Since a longer boat has the same kind of wake at a higher speed relative to a shorter one, it is able to move through the water more efficiently. This ties the discussion of hulls and wakes back into the energy-focused theme of this post. Waves carry energy, so wakes can be looked at as a type of wave that is carrying energy away from a boat.

Unlike for sea kayaking, waves are usually less of a consideration for paddling on rivers (only short period waves have a chance to develop) so I won't spend much time on waves in this post. The one notable aspect I'll mention is the difference between wave velocity and group velocity. Group velocity is the speed at which a packet of waves advances. It is only half of the velocity of an individual wave. The reason for this has to do with the leading edge of the group needing time to set up the oscillation where the next wave should be before the group can actually advance. Waves don't really carry water forward (unless they are breaking); they have a rotational motion in place and it's only the pattern that moves across distances. This discrepancy between wave velocity and group velocity is why, for example, it takes longer for the wake of a passing boat to reach you than it appears the wake is moving.

So far, I've discussed how hydraulic jumps and friction with the river bed can dissipate energy (and I've also mentioned how the power used to propel a boat goes into setting up its wake). The energy is not actually lost, but it gets converted to forms such as heat and sound that can't do anything more for how the river flows. Another type of feature in open channel flow that can dissipate energy is eddies.
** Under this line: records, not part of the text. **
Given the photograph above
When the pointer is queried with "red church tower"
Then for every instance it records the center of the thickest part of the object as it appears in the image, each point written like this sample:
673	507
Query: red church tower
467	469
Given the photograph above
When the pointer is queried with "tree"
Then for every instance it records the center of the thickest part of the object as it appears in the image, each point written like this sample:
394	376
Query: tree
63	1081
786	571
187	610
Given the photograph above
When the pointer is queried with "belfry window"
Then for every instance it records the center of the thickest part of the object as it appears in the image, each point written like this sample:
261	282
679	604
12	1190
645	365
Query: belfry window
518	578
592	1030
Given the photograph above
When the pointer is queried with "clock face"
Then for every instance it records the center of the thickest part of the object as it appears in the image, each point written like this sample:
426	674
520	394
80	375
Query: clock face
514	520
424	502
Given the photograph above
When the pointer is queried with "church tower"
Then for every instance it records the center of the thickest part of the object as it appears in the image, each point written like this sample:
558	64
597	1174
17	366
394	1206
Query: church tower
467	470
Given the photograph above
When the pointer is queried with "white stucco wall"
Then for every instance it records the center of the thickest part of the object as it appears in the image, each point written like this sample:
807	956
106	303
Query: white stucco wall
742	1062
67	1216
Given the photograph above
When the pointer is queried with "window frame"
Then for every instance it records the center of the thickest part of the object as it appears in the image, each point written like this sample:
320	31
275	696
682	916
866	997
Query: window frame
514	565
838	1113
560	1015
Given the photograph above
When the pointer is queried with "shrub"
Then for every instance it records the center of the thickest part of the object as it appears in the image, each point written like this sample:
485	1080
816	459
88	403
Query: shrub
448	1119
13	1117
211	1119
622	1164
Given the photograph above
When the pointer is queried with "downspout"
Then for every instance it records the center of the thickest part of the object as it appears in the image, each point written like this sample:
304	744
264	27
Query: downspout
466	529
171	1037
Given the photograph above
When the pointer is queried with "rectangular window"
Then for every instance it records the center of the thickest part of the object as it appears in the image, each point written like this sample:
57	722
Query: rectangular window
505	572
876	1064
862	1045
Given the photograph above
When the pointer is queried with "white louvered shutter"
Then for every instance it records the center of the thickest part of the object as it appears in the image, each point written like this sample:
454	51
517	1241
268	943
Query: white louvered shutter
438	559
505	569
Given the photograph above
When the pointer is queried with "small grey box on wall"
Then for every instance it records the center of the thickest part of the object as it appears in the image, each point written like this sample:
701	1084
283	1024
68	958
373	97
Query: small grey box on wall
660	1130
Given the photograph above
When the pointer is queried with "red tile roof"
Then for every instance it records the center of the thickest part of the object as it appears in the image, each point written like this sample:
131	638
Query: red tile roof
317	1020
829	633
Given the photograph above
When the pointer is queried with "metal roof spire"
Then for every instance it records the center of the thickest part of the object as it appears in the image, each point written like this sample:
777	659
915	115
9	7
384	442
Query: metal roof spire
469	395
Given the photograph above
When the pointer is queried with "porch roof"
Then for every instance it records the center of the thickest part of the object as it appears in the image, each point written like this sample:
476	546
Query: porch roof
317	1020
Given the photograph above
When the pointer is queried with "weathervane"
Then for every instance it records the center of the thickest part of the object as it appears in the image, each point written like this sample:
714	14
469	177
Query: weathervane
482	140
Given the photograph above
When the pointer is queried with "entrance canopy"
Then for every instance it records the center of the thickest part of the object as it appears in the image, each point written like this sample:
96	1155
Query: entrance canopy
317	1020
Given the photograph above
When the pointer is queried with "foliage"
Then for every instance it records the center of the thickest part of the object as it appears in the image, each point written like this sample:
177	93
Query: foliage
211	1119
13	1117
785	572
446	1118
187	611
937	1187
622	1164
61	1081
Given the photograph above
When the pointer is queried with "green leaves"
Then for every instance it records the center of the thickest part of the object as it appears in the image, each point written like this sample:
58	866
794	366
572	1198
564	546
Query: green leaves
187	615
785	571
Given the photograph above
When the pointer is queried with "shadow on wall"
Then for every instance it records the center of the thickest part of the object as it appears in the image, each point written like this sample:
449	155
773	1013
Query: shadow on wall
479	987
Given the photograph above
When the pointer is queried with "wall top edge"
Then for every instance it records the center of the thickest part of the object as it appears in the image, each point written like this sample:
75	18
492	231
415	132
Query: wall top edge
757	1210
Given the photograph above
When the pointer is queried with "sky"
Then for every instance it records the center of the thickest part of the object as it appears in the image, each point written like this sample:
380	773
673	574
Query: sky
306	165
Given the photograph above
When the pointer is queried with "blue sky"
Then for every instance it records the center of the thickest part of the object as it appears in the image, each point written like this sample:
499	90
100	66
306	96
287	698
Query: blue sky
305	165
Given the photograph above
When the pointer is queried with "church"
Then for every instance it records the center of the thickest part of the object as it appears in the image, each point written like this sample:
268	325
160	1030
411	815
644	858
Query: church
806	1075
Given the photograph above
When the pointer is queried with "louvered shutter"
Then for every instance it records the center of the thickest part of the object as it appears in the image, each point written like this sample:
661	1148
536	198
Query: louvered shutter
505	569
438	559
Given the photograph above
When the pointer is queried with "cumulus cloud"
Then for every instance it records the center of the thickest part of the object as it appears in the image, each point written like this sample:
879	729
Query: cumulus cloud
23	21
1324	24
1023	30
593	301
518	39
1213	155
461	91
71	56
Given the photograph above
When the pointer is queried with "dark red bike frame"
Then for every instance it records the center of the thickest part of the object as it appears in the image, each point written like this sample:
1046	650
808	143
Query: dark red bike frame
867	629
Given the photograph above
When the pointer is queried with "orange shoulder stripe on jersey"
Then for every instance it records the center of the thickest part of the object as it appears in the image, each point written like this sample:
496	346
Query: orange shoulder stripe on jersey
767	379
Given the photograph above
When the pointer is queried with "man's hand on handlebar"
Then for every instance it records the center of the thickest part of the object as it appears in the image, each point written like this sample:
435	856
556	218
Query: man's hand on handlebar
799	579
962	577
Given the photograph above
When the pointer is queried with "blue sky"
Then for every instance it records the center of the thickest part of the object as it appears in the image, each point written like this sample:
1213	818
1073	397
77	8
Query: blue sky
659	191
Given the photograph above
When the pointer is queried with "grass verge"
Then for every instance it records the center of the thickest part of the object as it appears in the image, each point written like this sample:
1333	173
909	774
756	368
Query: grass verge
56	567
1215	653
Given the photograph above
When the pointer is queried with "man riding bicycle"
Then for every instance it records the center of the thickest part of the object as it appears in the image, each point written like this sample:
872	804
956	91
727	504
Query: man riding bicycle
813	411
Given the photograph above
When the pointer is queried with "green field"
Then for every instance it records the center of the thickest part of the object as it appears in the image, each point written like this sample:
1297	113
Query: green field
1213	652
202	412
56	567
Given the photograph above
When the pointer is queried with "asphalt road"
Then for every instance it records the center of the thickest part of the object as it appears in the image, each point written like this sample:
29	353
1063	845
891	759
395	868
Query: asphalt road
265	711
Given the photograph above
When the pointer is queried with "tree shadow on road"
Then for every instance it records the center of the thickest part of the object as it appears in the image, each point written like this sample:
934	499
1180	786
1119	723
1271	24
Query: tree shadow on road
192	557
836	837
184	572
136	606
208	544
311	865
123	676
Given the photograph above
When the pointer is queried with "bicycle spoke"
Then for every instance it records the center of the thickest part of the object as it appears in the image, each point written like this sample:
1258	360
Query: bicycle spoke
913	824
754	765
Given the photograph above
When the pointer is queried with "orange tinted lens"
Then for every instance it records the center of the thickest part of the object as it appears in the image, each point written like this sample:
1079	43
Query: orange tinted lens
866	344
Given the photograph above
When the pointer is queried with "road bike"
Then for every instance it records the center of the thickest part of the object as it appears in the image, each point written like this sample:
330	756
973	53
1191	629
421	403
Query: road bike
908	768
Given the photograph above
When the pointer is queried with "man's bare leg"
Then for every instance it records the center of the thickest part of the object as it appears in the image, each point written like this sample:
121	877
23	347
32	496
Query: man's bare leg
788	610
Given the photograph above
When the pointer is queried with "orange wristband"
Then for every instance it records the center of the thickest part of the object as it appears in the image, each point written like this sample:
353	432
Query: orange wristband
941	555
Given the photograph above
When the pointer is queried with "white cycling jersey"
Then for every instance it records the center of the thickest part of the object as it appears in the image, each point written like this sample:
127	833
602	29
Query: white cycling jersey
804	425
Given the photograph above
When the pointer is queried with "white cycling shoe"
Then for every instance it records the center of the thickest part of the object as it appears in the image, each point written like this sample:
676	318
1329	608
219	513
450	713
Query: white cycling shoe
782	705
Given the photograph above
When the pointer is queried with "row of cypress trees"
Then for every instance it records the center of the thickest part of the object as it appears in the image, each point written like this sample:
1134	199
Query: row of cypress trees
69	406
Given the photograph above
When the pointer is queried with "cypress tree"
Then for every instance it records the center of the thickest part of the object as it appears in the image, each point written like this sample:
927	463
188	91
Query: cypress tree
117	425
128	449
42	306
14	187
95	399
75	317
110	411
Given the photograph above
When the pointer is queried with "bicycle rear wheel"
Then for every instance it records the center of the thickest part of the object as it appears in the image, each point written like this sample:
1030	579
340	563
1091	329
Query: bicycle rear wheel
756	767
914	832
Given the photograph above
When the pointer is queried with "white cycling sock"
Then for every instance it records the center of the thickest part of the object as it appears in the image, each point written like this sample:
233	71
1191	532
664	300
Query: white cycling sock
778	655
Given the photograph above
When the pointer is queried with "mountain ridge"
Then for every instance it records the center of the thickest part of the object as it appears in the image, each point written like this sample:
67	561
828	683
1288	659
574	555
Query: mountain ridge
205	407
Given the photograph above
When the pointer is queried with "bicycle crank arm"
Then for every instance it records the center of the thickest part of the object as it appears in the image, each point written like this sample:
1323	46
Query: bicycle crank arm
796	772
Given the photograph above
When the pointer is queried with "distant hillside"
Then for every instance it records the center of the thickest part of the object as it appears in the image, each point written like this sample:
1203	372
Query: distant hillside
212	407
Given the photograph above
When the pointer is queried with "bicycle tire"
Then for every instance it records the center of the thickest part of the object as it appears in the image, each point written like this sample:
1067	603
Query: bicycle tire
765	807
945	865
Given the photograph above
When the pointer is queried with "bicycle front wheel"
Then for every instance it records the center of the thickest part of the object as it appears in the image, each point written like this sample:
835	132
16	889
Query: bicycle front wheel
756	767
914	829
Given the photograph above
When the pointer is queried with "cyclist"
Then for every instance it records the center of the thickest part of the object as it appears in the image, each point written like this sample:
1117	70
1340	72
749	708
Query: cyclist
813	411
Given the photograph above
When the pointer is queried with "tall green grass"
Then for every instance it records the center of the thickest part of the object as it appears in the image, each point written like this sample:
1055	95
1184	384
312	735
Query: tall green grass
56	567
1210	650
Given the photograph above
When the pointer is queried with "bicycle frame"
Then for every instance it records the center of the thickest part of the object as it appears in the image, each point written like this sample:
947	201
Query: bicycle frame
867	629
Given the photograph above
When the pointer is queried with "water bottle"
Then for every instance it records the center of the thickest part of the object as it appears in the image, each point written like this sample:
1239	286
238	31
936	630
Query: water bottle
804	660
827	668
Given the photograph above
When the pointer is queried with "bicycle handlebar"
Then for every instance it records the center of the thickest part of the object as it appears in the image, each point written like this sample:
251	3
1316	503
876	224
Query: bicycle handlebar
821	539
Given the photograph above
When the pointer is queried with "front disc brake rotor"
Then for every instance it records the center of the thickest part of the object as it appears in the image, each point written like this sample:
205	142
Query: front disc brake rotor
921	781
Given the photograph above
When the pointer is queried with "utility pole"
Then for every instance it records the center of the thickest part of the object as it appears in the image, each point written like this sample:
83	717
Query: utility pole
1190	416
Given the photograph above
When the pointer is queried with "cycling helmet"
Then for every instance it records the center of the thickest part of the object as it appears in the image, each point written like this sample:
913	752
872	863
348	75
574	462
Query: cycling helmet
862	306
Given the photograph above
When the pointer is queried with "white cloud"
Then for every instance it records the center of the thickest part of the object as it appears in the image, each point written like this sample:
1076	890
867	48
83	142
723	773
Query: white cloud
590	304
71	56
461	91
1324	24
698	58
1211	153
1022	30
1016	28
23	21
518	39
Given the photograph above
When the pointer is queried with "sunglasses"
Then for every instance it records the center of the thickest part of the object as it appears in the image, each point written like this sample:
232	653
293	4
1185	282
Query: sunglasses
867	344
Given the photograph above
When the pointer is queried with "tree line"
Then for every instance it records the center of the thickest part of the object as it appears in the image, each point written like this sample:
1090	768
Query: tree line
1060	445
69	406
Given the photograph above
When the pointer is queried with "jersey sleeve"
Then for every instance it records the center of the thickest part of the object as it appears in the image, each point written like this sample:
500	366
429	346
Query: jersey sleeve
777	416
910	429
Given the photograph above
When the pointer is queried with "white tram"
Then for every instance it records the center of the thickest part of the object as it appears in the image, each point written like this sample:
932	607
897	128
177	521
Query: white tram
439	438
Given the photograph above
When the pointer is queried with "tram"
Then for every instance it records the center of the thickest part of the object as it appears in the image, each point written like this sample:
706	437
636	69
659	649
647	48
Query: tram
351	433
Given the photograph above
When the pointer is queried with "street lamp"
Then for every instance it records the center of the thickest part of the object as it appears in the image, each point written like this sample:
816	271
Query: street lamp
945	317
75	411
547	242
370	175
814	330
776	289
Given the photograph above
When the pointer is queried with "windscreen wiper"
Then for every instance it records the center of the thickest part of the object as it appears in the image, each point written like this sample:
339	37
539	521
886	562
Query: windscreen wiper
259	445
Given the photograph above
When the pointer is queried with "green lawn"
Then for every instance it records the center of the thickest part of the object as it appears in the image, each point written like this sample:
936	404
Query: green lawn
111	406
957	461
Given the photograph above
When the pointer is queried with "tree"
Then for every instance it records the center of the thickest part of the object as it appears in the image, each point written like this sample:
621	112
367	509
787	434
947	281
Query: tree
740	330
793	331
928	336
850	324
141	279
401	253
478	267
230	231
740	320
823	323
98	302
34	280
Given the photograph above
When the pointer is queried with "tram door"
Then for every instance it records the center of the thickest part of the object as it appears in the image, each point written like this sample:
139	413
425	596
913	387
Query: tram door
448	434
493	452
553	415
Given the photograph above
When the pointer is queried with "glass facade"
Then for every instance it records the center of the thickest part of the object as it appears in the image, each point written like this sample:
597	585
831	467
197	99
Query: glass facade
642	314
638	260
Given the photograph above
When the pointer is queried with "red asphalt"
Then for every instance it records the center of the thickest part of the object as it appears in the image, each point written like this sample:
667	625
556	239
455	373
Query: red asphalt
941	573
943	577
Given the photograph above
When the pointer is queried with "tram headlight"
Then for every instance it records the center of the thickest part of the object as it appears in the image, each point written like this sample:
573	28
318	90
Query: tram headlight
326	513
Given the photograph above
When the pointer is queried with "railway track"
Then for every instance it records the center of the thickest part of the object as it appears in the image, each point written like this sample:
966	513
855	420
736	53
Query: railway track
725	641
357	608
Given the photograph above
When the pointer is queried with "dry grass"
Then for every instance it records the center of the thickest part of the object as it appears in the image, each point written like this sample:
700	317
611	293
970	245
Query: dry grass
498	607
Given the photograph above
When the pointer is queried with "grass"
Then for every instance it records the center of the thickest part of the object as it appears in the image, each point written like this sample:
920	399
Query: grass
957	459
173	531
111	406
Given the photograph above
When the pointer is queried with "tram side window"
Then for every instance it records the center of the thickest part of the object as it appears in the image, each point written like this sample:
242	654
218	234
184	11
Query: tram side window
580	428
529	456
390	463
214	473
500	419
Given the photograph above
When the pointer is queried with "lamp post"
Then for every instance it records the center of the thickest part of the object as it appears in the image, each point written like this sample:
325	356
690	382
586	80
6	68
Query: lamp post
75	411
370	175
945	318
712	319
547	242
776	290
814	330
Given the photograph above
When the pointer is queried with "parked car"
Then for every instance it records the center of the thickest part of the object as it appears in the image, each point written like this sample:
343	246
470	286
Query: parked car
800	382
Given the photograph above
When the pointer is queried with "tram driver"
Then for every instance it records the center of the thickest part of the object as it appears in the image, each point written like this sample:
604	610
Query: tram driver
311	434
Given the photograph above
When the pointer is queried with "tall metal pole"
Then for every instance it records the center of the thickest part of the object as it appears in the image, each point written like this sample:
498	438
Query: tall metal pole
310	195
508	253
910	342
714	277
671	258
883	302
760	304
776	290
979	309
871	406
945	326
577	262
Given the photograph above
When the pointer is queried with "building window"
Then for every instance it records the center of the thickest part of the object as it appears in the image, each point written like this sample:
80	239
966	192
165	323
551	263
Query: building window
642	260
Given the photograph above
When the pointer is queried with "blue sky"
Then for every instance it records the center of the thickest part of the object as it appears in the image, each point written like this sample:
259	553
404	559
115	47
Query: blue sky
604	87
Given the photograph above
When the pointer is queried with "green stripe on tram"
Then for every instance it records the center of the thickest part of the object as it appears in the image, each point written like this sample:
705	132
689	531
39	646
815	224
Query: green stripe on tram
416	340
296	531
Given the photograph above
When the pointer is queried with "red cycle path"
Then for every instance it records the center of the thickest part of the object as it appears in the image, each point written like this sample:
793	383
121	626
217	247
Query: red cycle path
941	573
Eddies are circular turbulent disturbances. They start at the scale of the feature that created them, but spawn smaller eddies in an energy cascade down to a dimension known as the Kolmogorov microscale. This process was described in a ditty by Lewis Fry Richardson:

Big whorls have little whorls
Which feed on their velocity,
And little whorls have lesser whorls
And so on to viscosity.

When the water is calm I like drawing my paddle through it and watching the eddies that mark its passage.

One of the final things I want to discuss in this post is sediment. Rivers carry more than just water—they can carry significant amounts of clay, rock, and everything in between, depending on the flow and other factors. It is part of their dynamic nature that they carve their own channel (and can build deltas a significant distance out into the sea under the right conditions). The relevance of sediment to us as paddlers is in the clues it can provide about the possible flow velocities that can be experienced in a section of river. In general, a sand bar was probably deposited at a lower flow velocity than a gravel bar was, for example. The following chart (from Wikipedia) is not really in standard use anymore, but it still gives a general idea of the relationship between the flow velocity and the size of sand/rock grains that will be eroded or deposited or carried along: This post has gotten long enough, so I'm going to wrap it up here, but there are certainly other topics that could be added to this exploration of how open channel hydraulics can apply to paddling. These include things like backwater and drawdown curves (gradually varied non-uniform flow), velocity profiles (across the width and depth of a cross-section), and flow nets as a visualization tool. I hope to do some more writing on this subject in the future. There are also some software programs for modelling/visualizing open channel flow and it might be neat to try to learn how to use some of them.